Wenn im Bund ein Mitte-Links-Bündnis gelingen solle, dann brauche es "klare Ansagen von allen Beteiligten", fordert Kipping.(Foto: picture alliance / dpa)
Montag, 27. März 2017

Rot-Rot-Grün im Bund: Linke fordert SPD zu Bekenntnis auf

Linken-Chefin Kipping will die Saar-Schlappe nicht als Signal für den Bund interpretieren. Dafür sei das Ergebnis zu knapp. Von der SPD verlangt ihre Partei jetzt vielmehr, sich offensiv zu Rot-Rot-Grün auf Bundesebene zu bekennen.

Nach der SPD-Wahlschlappe im Saarland fordert die Linke die Sozialdemokraten auf, sich offensiv zu einem Politikwechsel und einer rot-rot-grünen Regierungskoalition im Bund zu bekennen. Bleibe SPD-Kanzlerkandidat Martin Schulz dies weiter schuldig, "dürfte das nicht die letzte Enttäuschung der SPD in diesem Wahljahr gewesen sein", sagte die Chefin der Linken im Bundestag, Sahra Wagenknecht, mit Blick auf die Bundestagswahl im Herbst. Bei der Wahl an der Saar war die Linke um gut 3 Punkte auf 12,9 Prozent abgerutscht.
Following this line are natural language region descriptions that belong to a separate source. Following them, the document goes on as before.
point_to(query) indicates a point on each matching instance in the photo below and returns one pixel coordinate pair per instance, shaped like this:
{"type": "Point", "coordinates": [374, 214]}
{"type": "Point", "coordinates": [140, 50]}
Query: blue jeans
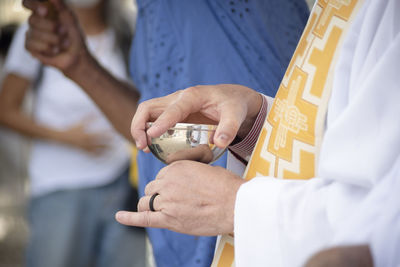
{"type": "Point", "coordinates": [77, 228]}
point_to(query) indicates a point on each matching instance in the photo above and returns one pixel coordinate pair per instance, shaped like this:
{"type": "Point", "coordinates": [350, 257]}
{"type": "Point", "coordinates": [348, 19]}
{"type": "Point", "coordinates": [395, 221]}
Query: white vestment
{"type": "Point", "coordinates": [354, 199]}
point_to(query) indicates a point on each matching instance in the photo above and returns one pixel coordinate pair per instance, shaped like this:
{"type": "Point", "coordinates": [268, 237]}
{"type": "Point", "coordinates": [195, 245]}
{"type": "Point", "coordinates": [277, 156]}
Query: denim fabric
{"type": "Point", "coordinates": [181, 43]}
{"type": "Point", "coordinates": [77, 228]}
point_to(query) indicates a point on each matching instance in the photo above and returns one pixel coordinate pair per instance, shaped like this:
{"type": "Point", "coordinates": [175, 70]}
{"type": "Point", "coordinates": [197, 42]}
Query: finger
{"type": "Point", "coordinates": [231, 118]}
{"type": "Point", "coordinates": [152, 188]}
{"type": "Point", "coordinates": [138, 125]}
{"type": "Point", "coordinates": [186, 103]}
{"type": "Point", "coordinates": [142, 219]}
{"type": "Point", "coordinates": [144, 203]}
{"type": "Point", "coordinates": [35, 6]}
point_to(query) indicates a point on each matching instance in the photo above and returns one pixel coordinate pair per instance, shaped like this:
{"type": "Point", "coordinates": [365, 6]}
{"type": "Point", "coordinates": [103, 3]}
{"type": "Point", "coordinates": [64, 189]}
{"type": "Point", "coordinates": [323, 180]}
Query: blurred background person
{"type": "Point", "coordinates": [173, 43]}
{"type": "Point", "coordinates": [78, 165]}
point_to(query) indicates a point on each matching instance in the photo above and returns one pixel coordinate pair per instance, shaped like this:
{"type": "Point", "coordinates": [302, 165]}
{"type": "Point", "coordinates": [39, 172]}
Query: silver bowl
{"type": "Point", "coordinates": [186, 141]}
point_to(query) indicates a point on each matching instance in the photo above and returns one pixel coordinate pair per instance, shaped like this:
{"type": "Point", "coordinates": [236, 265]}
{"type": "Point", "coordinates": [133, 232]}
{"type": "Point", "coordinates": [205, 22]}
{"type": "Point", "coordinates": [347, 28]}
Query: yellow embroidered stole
{"type": "Point", "coordinates": [291, 137]}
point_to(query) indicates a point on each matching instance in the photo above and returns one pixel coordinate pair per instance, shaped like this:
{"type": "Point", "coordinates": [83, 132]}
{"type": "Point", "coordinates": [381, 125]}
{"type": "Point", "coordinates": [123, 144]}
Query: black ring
{"type": "Point", "coordinates": [151, 202]}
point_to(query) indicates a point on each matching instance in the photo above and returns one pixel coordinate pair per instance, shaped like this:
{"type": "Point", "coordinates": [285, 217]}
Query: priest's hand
{"type": "Point", "coordinates": [194, 198]}
{"type": "Point", "coordinates": [233, 107]}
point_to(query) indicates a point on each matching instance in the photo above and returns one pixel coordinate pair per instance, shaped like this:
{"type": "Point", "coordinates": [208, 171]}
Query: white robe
{"type": "Point", "coordinates": [355, 198]}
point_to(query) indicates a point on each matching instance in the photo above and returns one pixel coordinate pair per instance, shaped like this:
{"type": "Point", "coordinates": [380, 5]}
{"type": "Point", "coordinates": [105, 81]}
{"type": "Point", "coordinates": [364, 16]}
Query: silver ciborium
{"type": "Point", "coordinates": [186, 141]}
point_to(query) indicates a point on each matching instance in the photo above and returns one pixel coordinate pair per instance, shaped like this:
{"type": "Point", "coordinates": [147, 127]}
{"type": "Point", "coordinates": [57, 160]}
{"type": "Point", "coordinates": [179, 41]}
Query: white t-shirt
{"type": "Point", "coordinates": [61, 104]}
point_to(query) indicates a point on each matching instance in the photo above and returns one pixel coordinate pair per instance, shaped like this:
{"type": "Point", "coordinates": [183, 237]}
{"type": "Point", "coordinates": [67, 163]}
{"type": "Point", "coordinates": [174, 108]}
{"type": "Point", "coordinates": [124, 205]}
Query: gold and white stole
{"type": "Point", "coordinates": [290, 140]}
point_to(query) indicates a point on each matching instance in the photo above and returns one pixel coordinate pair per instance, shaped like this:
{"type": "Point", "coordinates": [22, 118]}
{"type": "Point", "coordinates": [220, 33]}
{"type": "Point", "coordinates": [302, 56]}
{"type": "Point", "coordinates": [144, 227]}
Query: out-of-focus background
{"type": "Point", "coordinates": [14, 152]}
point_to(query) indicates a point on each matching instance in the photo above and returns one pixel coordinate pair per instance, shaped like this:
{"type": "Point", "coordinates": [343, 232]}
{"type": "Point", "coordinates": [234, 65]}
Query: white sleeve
{"type": "Point", "coordinates": [283, 222]}
{"type": "Point", "coordinates": [19, 61]}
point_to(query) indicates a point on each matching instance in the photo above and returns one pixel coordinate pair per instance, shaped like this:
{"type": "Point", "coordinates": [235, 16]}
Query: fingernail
{"type": "Point", "coordinates": [62, 29]}
{"type": "Point", "coordinates": [56, 50]}
{"type": "Point", "coordinates": [120, 215]}
{"type": "Point", "coordinates": [223, 138]}
{"type": "Point", "coordinates": [65, 43]}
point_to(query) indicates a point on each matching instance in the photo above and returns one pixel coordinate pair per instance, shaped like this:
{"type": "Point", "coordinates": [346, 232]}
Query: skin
{"type": "Point", "coordinates": [58, 41]}
{"type": "Point", "coordinates": [15, 87]}
{"type": "Point", "coordinates": [346, 256]}
{"type": "Point", "coordinates": [55, 38]}
{"type": "Point", "coordinates": [194, 198]}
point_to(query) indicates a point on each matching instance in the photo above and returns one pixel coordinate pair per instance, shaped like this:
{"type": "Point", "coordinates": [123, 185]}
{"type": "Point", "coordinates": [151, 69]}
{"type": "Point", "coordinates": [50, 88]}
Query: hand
{"type": "Point", "coordinates": [233, 107]}
{"type": "Point", "coordinates": [194, 198]}
{"type": "Point", "coordinates": [77, 136]}
{"type": "Point", "coordinates": [201, 153]}
{"type": "Point", "coordinates": [55, 40]}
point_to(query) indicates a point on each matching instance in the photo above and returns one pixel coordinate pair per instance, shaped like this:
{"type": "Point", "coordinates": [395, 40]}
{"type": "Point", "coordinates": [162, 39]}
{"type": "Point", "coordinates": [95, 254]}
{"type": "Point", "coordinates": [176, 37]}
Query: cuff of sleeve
{"type": "Point", "coordinates": [255, 223]}
{"type": "Point", "coordinates": [245, 147]}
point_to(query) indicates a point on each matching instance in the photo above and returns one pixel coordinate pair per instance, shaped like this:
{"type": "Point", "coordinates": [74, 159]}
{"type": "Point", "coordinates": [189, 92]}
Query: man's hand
{"type": "Point", "coordinates": [55, 40]}
{"type": "Point", "coordinates": [194, 198]}
{"type": "Point", "coordinates": [233, 107]}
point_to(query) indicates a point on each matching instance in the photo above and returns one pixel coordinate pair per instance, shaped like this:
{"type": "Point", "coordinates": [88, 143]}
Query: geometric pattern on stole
{"type": "Point", "coordinates": [292, 134]}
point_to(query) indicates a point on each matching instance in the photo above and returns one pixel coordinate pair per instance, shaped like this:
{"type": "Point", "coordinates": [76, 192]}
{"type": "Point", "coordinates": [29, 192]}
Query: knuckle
{"type": "Point", "coordinates": [147, 218]}
{"type": "Point", "coordinates": [141, 204]}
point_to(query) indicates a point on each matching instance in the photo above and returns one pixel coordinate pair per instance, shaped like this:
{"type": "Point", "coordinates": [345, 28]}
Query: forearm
{"type": "Point", "coordinates": [117, 99]}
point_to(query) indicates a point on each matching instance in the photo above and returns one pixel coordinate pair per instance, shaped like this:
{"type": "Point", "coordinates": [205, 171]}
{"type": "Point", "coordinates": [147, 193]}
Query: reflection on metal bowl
{"type": "Point", "coordinates": [186, 141]}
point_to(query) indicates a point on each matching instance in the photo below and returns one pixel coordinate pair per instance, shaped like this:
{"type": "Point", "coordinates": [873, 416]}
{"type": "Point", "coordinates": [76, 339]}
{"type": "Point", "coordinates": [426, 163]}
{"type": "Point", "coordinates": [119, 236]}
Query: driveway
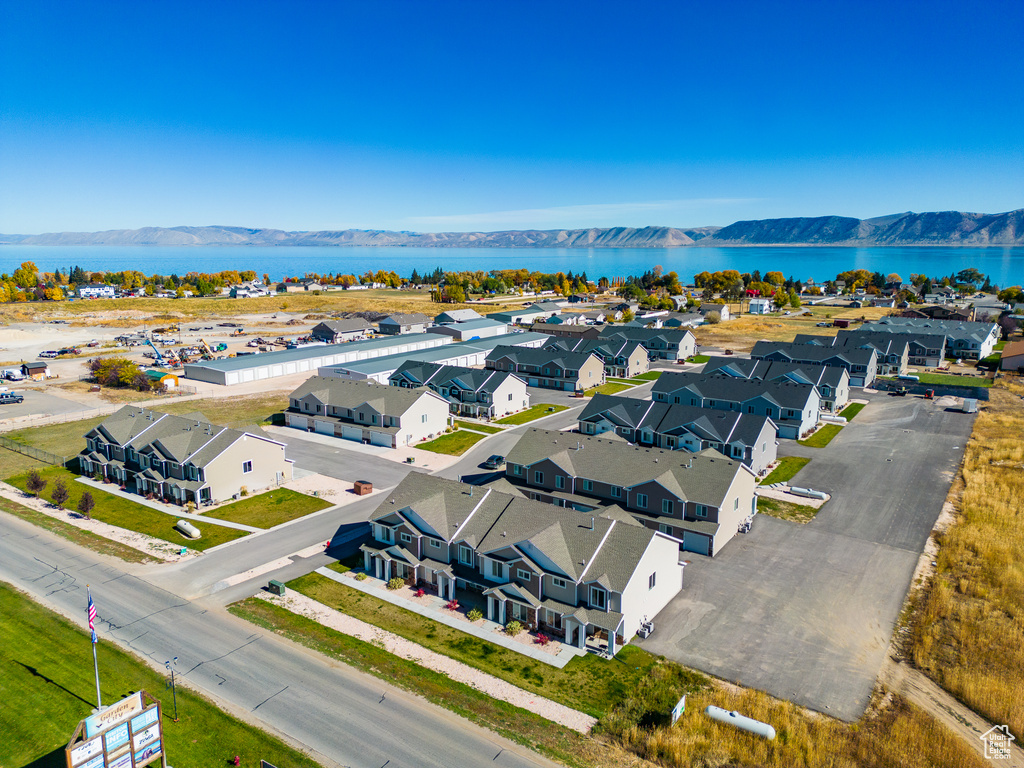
{"type": "Point", "coordinates": [806, 612]}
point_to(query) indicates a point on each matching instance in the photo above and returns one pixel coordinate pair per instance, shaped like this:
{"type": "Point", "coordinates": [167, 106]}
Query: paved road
{"type": "Point", "coordinates": [806, 612]}
{"type": "Point", "coordinates": [344, 717]}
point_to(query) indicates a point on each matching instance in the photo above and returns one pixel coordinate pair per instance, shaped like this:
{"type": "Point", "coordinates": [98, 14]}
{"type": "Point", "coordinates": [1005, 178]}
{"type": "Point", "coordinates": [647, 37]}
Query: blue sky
{"type": "Point", "coordinates": [446, 116]}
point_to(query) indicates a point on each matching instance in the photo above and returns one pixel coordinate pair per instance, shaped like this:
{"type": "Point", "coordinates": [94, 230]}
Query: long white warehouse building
{"type": "Point", "coordinates": [465, 353]}
{"type": "Point", "coordinates": [271, 365]}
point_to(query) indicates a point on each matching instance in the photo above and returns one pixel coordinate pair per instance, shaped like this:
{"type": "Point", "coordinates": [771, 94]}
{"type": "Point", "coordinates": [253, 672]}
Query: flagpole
{"type": "Point", "coordinates": [95, 663]}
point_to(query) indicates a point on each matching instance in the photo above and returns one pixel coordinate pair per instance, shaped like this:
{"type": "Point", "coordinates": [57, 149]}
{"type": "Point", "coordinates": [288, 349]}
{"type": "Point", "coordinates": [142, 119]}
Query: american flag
{"type": "Point", "coordinates": [92, 615]}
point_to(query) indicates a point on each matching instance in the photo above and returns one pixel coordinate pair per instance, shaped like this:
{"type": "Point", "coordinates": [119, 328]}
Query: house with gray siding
{"type": "Point", "coordinates": [859, 363]}
{"type": "Point", "coordinates": [571, 574]}
{"type": "Point", "coordinates": [793, 408]}
{"type": "Point", "coordinates": [833, 382]}
{"type": "Point", "coordinates": [181, 459]}
{"type": "Point", "coordinates": [745, 437]}
{"type": "Point", "coordinates": [367, 412]}
{"type": "Point", "coordinates": [481, 394]}
{"type": "Point", "coordinates": [551, 369]}
{"type": "Point", "coordinates": [699, 499]}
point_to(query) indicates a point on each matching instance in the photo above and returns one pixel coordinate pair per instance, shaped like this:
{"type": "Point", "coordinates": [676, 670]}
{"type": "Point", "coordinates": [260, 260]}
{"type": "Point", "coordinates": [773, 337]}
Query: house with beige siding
{"type": "Point", "coordinates": [699, 499]}
{"type": "Point", "coordinates": [181, 459]}
{"type": "Point", "coordinates": [367, 412]}
{"type": "Point", "coordinates": [576, 576]}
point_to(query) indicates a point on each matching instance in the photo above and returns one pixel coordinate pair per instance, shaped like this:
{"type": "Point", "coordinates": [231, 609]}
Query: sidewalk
{"type": "Point", "coordinates": [458, 671]}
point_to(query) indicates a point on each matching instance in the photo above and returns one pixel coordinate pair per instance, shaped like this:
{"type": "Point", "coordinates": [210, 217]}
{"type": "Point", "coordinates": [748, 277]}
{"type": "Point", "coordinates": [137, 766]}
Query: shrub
{"type": "Point", "coordinates": [35, 483]}
{"type": "Point", "coordinates": [59, 494]}
{"type": "Point", "coordinates": [86, 504]}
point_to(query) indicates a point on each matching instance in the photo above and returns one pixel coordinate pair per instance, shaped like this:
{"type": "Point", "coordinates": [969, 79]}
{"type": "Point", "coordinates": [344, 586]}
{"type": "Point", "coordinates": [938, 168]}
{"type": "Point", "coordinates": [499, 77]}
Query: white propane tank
{"type": "Point", "coordinates": [187, 528]}
{"type": "Point", "coordinates": [740, 721]}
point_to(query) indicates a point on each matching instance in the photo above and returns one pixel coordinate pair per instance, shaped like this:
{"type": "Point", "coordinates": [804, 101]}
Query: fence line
{"type": "Point", "coordinates": [44, 456]}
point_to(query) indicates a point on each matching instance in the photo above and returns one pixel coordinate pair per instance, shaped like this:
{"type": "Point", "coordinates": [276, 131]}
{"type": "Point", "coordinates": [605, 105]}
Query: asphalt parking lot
{"type": "Point", "coordinates": [806, 612]}
{"type": "Point", "coordinates": [37, 403]}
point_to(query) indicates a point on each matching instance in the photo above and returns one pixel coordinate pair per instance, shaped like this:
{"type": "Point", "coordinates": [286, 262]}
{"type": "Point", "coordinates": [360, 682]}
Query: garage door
{"type": "Point", "coordinates": [695, 543]}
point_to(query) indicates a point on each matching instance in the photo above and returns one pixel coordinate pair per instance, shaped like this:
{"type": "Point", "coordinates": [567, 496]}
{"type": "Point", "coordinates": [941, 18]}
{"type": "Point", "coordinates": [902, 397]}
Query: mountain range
{"type": "Point", "coordinates": [938, 228]}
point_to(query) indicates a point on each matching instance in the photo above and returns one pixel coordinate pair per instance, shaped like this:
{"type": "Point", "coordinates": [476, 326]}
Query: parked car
{"type": "Point", "coordinates": [495, 462]}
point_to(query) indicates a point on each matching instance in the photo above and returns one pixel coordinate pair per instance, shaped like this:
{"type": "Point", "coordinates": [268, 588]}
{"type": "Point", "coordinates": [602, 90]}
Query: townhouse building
{"type": "Point", "coordinates": [793, 408]}
{"type": "Point", "coordinates": [564, 572]}
{"type": "Point", "coordinates": [470, 391]}
{"type": "Point", "coordinates": [747, 437]}
{"type": "Point", "coordinates": [367, 412]}
{"type": "Point", "coordinates": [551, 369]}
{"type": "Point", "coordinates": [181, 459]}
{"type": "Point", "coordinates": [698, 499]}
{"type": "Point", "coordinates": [833, 382]}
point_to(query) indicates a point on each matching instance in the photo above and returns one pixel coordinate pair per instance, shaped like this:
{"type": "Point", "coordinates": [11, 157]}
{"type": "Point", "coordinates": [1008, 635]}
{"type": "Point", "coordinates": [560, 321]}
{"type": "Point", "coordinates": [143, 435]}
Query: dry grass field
{"type": "Point", "coordinates": [969, 630]}
{"type": "Point", "coordinates": [741, 333]}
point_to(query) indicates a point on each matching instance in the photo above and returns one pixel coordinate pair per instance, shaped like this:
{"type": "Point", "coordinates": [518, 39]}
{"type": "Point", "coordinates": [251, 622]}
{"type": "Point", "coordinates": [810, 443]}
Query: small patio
{"type": "Point", "coordinates": [430, 605]}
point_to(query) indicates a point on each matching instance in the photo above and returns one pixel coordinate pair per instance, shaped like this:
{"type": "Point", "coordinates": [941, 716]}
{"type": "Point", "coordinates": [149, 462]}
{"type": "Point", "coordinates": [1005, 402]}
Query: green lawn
{"type": "Point", "coordinates": [531, 414]}
{"type": "Point", "coordinates": [74, 534]}
{"type": "Point", "coordinates": [453, 443]}
{"type": "Point", "coordinates": [957, 381]}
{"type": "Point", "coordinates": [518, 725]}
{"type": "Point", "coordinates": [478, 427]}
{"type": "Point", "coordinates": [127, 514]}
{"type": "Point", "coordinates": [852, 410]}
{"type": "Point", "coordinates": [787, 467]}
{"type": "Point", "coordinates": [610, 388]}
{"type": "Point", "coordinates": [786, 510]}
{"type": "Point", "coordinates": [823, 436]}
{"type": "Point", "coordinates": [649, 376]}
{"type": "Point", "coordinates": [587, 683]}
{"type": "Point", "coordinates": [48, 686]}
{"type": "Point", "coordinates": [269, 509]}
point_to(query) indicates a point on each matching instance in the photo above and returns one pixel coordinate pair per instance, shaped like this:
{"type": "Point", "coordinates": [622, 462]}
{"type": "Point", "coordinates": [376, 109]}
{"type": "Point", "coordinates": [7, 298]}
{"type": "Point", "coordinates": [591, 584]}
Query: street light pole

Auch die Linken-Vorsitzende Katja Kipping rügte im ZDF, die Ansagen der SPD zu einem Linksbündnis im Saarland seien zu "diffus" gewesen. Dies habe gereicht, um die Angstmache dagegen zu befeuern. "Es hat aber nicht gereicht, um Begeisterung dafür zu entfachen, wie eine mögliche Gerechtigkeitswende, wie ein möglicher Politikwechsel aussieht." Wenn im Bund ein Mitte-Links-Bündnis gelingen und die CDU nicht weiter an der Macht bleiben solle, dann brauche es "klare Ansagen von allen Beteiligten", sagte Kipping vor allem an die Adresse der SPD. "Wenn der Schulz-Zug kein Zug ins Nirgendwo werden soll, dann müssen sie jetzt klar sagen, was konkret mit wem konkret sie durchsetzen wollen", sagte die Linken-Chefin. Der Linken-Spitzenkandidat für die Bundestagswahl, Dietmar Bartsch, sagte: "Klare Aussagen für einen Politikwechsel sind notwendig."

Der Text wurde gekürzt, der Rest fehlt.